Dans le roman de Boulgakov, le chat Béhémoth est à la solde du Diable. Chez Djørup, le chat géant semble également offrir à l’héroïne une sorte de pacte avec le Diable. Elle se sent partagée entre le désir d’écrire et celui d’être « utile à l’humanité », mais Béhémoth lui offre une troisième voie : celle qui consiste à « reconnaitre son insignifiance complète, son impuissance, et à jouir du petit morceau de la vie qu’on a reçu ». Le chat libertin libère l’excitation sexuelle qui hantait depuis longtemps le corps de l’héroïne :
« Un coup menait à l’autre, dans le sofa, sur la table de la cuisine, ou penchés sur les bibliothèques vides. L’invention sexuelle de l’être humain est grande. Ajoutez à cela un chat géant souple avec une fourrure épaisse et douce, une queue sensible, une longue langue rose, des griffes, des moustaches et une gamme de ronronnements allant du son frémissant des whiskers sur la peau tendue d’un tambour au tonnerre d’un hélicoptère. »
Le chat et la femme partent en vol (Béhémoth n’est pas simplement un chat libertin, mais aussi au chat volant) d’une fête à l’autre, comme deux jet-setteurs, toujours reçus comme des rois, Béhémoth en fourrure, notre héroïne en costume d’Ève. Mais progressivement, les fêtes luxuriantes se transforment en visions de vanités apocalyptiques, grotesques, bestiales, dans le style de Jérôme Bosch.

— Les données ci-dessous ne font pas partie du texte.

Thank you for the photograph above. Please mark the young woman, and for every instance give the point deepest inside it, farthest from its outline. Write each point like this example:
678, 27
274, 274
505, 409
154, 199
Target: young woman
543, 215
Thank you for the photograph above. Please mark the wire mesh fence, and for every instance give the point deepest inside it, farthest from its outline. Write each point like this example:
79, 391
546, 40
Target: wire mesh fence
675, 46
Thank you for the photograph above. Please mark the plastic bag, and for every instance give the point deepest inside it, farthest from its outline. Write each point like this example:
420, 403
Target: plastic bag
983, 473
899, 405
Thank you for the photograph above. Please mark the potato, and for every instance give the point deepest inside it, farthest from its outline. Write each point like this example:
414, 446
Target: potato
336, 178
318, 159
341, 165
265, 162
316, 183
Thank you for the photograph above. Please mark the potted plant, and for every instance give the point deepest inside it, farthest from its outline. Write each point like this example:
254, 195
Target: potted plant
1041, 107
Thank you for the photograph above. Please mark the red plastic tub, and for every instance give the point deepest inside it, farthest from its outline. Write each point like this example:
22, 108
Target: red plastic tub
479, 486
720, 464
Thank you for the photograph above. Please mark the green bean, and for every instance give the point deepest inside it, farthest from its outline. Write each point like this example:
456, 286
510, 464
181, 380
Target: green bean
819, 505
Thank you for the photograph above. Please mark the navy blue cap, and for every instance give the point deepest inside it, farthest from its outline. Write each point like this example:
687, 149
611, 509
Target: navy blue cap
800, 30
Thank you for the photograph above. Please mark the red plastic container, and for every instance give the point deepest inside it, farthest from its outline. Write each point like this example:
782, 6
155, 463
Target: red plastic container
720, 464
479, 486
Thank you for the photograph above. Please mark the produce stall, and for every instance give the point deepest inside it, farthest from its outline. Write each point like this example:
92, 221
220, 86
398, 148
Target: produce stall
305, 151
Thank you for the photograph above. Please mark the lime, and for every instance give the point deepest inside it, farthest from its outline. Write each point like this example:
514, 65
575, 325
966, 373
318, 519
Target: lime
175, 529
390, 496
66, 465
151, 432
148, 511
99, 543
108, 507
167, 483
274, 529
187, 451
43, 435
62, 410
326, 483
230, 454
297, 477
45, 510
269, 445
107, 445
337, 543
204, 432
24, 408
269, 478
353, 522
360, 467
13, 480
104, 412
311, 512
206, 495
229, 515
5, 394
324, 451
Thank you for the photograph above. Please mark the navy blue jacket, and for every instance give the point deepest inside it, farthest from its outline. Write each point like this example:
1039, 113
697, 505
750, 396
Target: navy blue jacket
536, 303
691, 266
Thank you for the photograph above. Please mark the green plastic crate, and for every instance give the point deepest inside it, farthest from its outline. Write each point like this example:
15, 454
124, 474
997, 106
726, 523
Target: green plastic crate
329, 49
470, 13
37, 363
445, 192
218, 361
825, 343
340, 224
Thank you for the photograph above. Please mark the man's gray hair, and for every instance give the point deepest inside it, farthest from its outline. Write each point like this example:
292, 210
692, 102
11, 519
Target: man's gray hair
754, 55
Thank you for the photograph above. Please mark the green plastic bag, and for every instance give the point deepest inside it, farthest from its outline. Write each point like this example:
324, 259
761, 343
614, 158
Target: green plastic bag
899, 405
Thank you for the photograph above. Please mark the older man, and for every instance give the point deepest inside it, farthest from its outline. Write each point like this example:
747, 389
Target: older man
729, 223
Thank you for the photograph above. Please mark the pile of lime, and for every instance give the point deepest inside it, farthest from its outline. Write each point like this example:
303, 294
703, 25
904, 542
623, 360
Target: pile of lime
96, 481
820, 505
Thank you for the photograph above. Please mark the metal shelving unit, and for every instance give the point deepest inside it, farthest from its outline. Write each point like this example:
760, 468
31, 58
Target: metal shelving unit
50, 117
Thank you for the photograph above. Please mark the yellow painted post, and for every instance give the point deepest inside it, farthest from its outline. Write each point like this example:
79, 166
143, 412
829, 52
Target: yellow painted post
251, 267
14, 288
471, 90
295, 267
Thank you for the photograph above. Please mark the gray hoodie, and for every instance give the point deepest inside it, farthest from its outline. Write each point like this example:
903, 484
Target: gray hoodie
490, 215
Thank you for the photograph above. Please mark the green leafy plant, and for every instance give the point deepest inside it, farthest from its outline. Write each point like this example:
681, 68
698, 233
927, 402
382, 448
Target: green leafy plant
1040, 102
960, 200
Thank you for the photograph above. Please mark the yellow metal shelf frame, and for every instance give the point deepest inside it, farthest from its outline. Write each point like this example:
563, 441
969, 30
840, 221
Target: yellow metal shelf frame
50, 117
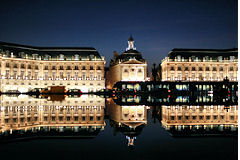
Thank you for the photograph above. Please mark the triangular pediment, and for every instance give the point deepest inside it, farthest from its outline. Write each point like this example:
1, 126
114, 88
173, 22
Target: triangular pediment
133, 61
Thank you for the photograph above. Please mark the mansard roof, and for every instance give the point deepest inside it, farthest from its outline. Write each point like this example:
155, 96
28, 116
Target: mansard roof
54, 52
202, 52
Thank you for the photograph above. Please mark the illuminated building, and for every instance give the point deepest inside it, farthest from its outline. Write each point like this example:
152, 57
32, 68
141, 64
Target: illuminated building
128, 66
24, 68
129, 120
200, 65
204, 119
25, 113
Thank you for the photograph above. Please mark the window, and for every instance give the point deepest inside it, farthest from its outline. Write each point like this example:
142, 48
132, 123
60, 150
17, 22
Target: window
53, 75
99, 76
83, 118
46, 75
61, 57
69, 75
91, 75
46, 57
76, 67
15, 74
36, 75
7, 65
76, 57
75, 118
29, 75
76, 75
98, 118
84, 75
220, 58
178, 58
232, 58
22, 74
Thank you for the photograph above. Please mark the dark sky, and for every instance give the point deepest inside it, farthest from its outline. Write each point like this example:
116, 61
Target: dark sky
157, 26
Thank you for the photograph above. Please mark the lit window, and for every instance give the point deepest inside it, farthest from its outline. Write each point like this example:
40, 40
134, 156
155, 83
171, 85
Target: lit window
61, 57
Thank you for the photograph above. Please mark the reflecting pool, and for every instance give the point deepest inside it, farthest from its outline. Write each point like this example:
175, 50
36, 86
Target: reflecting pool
92, 127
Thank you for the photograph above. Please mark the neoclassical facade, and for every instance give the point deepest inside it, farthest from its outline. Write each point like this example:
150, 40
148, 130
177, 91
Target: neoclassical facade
128, 66
24, 68
200, 65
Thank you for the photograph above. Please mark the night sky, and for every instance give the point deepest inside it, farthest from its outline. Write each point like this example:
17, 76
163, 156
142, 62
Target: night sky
157, 26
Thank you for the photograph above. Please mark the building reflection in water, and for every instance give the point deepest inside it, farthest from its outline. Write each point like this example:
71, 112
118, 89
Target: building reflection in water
83, 117
200, 120
28, 116
129, 120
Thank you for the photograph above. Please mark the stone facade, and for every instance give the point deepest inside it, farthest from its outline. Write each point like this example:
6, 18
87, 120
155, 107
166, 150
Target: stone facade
75, 68
200, 65
129, 66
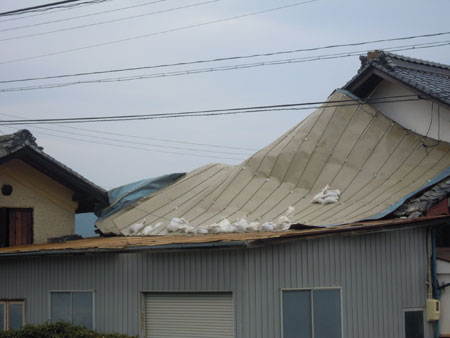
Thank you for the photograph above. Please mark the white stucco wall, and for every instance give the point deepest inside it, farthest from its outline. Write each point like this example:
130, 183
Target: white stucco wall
413, 115
443, 275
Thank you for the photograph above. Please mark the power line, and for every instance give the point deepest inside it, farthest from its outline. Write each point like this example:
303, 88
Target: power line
133, 147
159, 33
108, 21
160, 139
82, 16
216, 69
218, 112
145, 144
48, 12
48, 6
144, 137
229, 58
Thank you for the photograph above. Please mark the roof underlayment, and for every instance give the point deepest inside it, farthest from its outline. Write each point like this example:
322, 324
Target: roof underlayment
372, 160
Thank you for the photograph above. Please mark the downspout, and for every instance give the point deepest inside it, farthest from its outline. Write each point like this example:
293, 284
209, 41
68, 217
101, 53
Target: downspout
436, 289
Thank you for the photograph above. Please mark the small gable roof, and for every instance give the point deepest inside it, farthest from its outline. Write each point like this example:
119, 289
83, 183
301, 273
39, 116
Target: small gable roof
22, 145
422, 77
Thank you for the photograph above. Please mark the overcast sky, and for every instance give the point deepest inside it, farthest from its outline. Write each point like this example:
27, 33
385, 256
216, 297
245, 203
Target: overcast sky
314, 24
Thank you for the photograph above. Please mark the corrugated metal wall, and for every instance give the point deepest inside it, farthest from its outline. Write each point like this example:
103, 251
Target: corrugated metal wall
380, 274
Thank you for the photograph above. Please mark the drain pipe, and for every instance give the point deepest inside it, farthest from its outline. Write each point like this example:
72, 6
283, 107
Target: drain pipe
436, 289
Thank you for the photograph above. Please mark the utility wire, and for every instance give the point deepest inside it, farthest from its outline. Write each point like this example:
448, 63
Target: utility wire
215, 69
109, 21
82, 16
152, 145
142, 137
159, 32
229, 58
48, 6
218, 112
133, 147
159, 139
48, 12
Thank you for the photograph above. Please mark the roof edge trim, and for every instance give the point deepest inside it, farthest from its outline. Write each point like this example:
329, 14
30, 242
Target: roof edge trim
443, 175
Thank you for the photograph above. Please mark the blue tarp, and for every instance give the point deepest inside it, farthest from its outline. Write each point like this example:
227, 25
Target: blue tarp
125, 195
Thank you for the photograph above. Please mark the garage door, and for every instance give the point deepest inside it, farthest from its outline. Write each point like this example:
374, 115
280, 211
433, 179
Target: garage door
176, 315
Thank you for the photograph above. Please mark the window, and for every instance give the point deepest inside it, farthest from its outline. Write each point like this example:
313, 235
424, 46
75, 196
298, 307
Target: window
414, 323
74, 306
16, 226
12, 314
312, 313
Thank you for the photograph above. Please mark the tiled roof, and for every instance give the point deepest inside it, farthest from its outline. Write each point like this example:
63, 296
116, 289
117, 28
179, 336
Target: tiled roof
373, 161
23, 140
427, 77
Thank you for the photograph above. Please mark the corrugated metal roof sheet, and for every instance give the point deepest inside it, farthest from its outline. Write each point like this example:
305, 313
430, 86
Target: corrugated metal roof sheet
351, 147
176, 241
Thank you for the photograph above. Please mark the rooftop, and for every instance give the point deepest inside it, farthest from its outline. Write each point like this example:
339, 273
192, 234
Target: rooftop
123, 244
22, 145
423, 77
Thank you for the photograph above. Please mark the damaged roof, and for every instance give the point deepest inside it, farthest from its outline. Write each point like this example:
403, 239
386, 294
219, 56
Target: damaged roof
422, 77
375, 163
22, 145
173, 242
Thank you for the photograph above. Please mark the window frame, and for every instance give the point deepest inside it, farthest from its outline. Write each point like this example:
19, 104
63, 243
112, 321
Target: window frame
6, 303
71, 292
311, 290
415, 309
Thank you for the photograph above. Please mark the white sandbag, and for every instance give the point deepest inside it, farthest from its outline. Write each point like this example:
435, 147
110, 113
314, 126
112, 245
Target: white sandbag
330, 199
201, 230
327, 196
241, 225
283, 223
268, 226
253, 227
289, 211
189, 229
177, 224
146, 231
135, 228
223, 226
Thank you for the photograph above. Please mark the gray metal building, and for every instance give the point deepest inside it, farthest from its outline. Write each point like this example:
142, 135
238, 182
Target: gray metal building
378, 276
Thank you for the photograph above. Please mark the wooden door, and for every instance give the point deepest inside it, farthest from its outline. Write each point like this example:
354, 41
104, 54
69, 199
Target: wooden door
20, 226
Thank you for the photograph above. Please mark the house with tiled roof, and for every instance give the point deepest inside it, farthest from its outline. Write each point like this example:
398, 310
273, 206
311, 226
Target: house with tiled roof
332, 230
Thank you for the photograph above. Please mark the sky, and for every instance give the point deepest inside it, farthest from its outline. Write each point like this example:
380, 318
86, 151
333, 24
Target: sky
96, 151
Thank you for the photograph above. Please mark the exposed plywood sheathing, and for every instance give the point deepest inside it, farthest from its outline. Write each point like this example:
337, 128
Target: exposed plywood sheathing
351, 147
124, 243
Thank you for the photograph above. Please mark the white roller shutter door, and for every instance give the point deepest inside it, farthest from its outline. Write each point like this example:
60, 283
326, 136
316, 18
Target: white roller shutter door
178, 315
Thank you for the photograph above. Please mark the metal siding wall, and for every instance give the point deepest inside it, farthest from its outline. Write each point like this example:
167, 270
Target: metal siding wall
380, 275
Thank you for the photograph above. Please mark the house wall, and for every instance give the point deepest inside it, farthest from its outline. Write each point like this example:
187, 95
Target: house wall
443, 276
380, 275
413, 115
53, 208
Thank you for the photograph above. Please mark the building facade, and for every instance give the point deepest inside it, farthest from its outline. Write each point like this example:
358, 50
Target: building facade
374, 281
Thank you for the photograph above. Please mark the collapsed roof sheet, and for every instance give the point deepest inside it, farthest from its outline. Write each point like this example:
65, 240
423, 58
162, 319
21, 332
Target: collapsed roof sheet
170, 242
373, 161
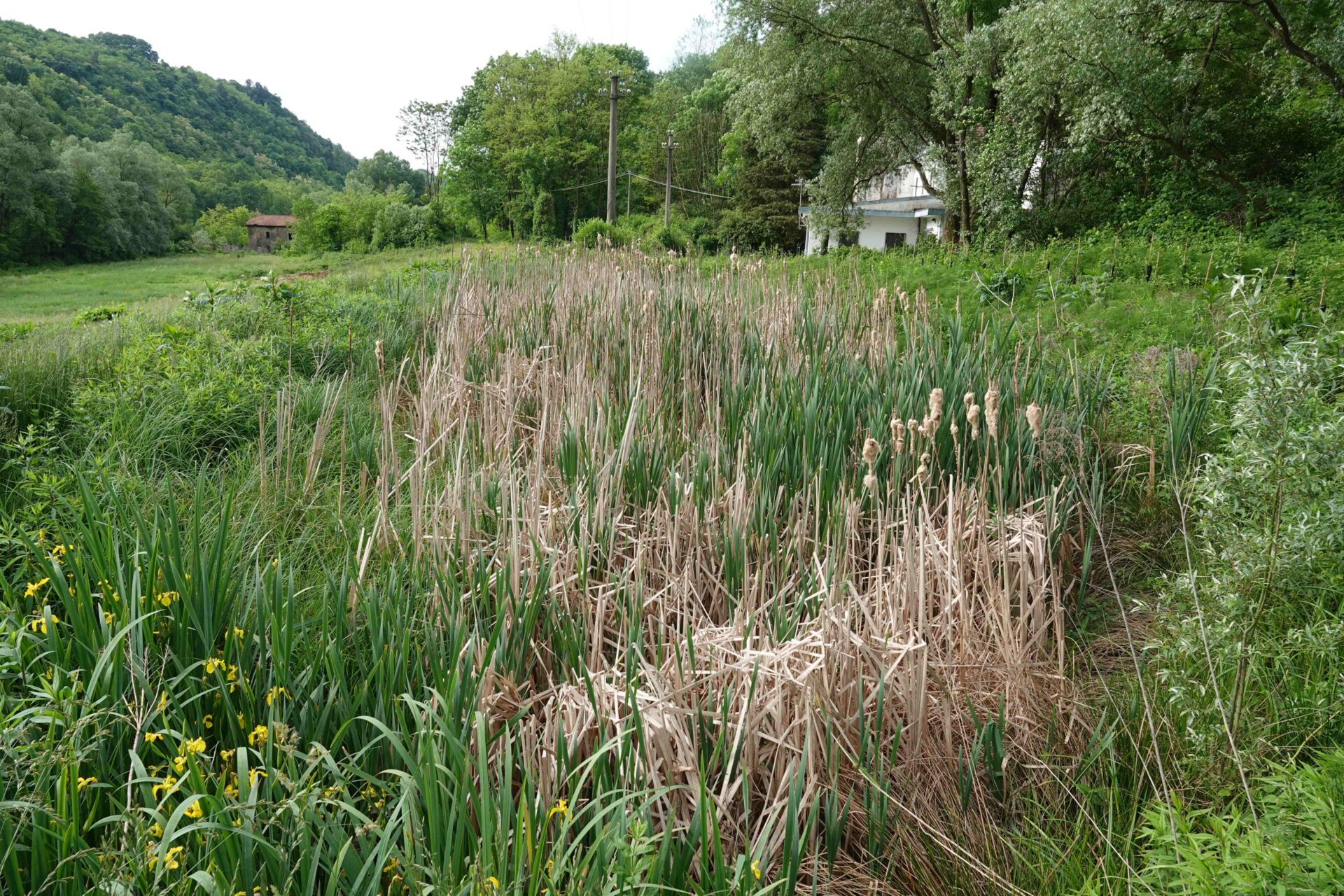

Dans Le Maître et Marguerite, le Diable et son entourage participent d’une satire contre la bureaucratie soviétique qui étouffait l’art littéraire. Djørup donne également à son chat diabolique une fonction satirique ; au fil de sa longue vie, il a été « Éminence », « Consigliere ». Désormais, il est « consultant » et se laisse payer en âmes pour « accompagner les individus et les organisations particulièrement dynamiques et innovants vers une compréhension plus pragmatique et axée sur les résultats d’une série de concepts centraux dans la langue ». Chez Boulgakov la cible de la satire était le totalitarisme, chez Djørup c’est l’industrie de management et des services de conseil qui dominent le post-capitalisme.
« Pourquoi tout est parfait à qui ne désire rien ? » se demande la narratrice à plusieurs reprises, en admirant le bouleau du printemps ou la pleine lune en hiver. Le roman est une fable aussi comique que sérieuse sur une femme qui désirerait ne rien désirer, mais qui finit par désirer un grand chat, et le chat désire son âme, et la société, dont il est prêt à satisfaire les désirs, désire la jouissance, les résultats et le calcul pragmatique.
Chez Boulgakov, le diabolique est l’arme de la satire, formant une démonie comique qui fait éclater la bureaucratie. Chez Djørup, le chat diabolique incarne plutôt la cible de la satire : l’impératif de la jouissance et l’industrie des services de conseil. Chez Boulgakov, le rire caractérise le Diable. Chez Djørup, le rire se trouve plutôt dans l’humour irrésistible qui imprègne la prose. « Le rire est-il le jumeau du désespoir ? » se demande la narratrice tandis que le chat, pour l’impressionner, monte sur le toit de la cathédrale de Copenhague et se pose à côté de la croix comme une figure de proue sur un navire. La prose de Djørup résonne du rire désespéré aussi bien que du rire satirique, tendre, grotesque, critique. Et elle écrit diaboliquement bien.